Whether homeownership way, DIY or with a financial coach, the first thing to do is produce a suitable financial plan. The plan should include the funds available to us, personal or from others. Develop an ideal budget that consists of savings for the downpayment. To speed up the savings rate and achieve homeownership faster, there is the option to reduce spending as much as possible, for example, cutting cable TV and streaming services, reducing spending on entertainment, reducing spending on a car, and everything else. Once you have the numbers for the financial inventory and savings rate, it's possible to create a timeline for homeownership.

There is a saying that it takes a village to raise a child. The same is true for homeownership. Parents or other relatives can be supportive on the path to the dream of homeownership. That support can come from staying with relatives to eliminate rent expenses, increasing the savings rate, or straight financial aid.

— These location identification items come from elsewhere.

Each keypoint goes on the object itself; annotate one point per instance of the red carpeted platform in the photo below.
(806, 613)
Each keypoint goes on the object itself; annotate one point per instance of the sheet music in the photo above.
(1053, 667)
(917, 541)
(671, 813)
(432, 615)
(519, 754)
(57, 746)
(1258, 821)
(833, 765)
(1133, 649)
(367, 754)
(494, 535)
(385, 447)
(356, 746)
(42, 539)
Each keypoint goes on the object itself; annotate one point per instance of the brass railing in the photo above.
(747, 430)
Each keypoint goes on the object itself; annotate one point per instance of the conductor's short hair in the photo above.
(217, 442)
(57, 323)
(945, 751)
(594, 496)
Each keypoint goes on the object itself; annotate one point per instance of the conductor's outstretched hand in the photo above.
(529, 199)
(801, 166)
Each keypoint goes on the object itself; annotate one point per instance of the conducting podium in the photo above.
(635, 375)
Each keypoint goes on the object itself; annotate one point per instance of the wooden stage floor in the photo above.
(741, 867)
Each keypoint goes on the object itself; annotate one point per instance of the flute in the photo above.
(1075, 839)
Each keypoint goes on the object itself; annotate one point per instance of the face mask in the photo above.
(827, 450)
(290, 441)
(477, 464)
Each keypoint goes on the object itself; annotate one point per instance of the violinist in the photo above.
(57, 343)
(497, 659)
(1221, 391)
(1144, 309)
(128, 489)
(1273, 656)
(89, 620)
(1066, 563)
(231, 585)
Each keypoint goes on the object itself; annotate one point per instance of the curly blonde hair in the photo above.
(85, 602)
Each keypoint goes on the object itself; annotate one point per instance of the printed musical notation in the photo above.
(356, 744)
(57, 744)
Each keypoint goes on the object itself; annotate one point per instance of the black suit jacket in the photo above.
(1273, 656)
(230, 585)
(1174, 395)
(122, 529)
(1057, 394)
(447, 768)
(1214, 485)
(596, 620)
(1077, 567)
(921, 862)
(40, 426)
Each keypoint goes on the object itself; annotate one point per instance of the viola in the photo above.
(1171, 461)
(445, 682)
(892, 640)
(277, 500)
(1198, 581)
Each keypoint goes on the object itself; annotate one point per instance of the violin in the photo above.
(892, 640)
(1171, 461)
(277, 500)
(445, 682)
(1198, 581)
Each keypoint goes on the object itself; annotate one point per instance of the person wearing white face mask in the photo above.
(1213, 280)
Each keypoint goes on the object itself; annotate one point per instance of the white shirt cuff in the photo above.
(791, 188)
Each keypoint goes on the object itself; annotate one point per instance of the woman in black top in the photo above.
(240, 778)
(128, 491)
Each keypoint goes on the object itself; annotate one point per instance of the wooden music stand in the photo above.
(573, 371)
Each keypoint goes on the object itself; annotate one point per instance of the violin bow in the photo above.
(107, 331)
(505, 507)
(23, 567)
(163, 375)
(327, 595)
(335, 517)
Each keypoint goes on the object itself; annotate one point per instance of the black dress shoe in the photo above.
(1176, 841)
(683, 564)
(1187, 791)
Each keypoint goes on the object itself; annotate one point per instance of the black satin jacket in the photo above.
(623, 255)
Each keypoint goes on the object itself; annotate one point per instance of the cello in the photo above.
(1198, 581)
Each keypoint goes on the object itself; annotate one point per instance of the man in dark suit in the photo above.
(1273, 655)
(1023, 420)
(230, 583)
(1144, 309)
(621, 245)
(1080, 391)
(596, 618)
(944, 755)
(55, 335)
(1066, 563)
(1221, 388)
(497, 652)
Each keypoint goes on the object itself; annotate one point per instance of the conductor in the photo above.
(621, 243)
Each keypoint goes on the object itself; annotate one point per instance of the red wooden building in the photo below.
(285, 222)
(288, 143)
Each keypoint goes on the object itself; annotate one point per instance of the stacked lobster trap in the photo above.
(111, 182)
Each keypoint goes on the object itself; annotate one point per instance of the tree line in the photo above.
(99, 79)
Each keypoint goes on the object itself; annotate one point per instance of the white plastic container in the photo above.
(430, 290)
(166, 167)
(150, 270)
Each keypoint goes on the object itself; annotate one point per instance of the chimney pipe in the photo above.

With a financial plan to reach homeownership, the next step is to decide where to save the money. It would be best to shop around among credit unions, banks, and savings apps to find the best saving plan that offers the highest interest rates.

The most challenging part of this homeownership plan is to reject instant gratifications. Whether it says to give up on things we love to buy, like a nice late cup, or about things we want but can do without, keeping the car for additional years and shop less at premium supermarkets until you reach your savings goal. Each immediate gratification postpones the dream of homeownership.


And lastly, even if we set a certain percentage of income as savings and decide to "pay ourselves first" right after receiving the salary and before all the expenses, it does not mean that we can not earn more. There are multiple ways to increase your income after hours or over the weekend with the gig economy.

In conclusion, it's possible to reach the dream of homeownership faster with a plan and sticking to it. Share your plan with others for feedback and accountability.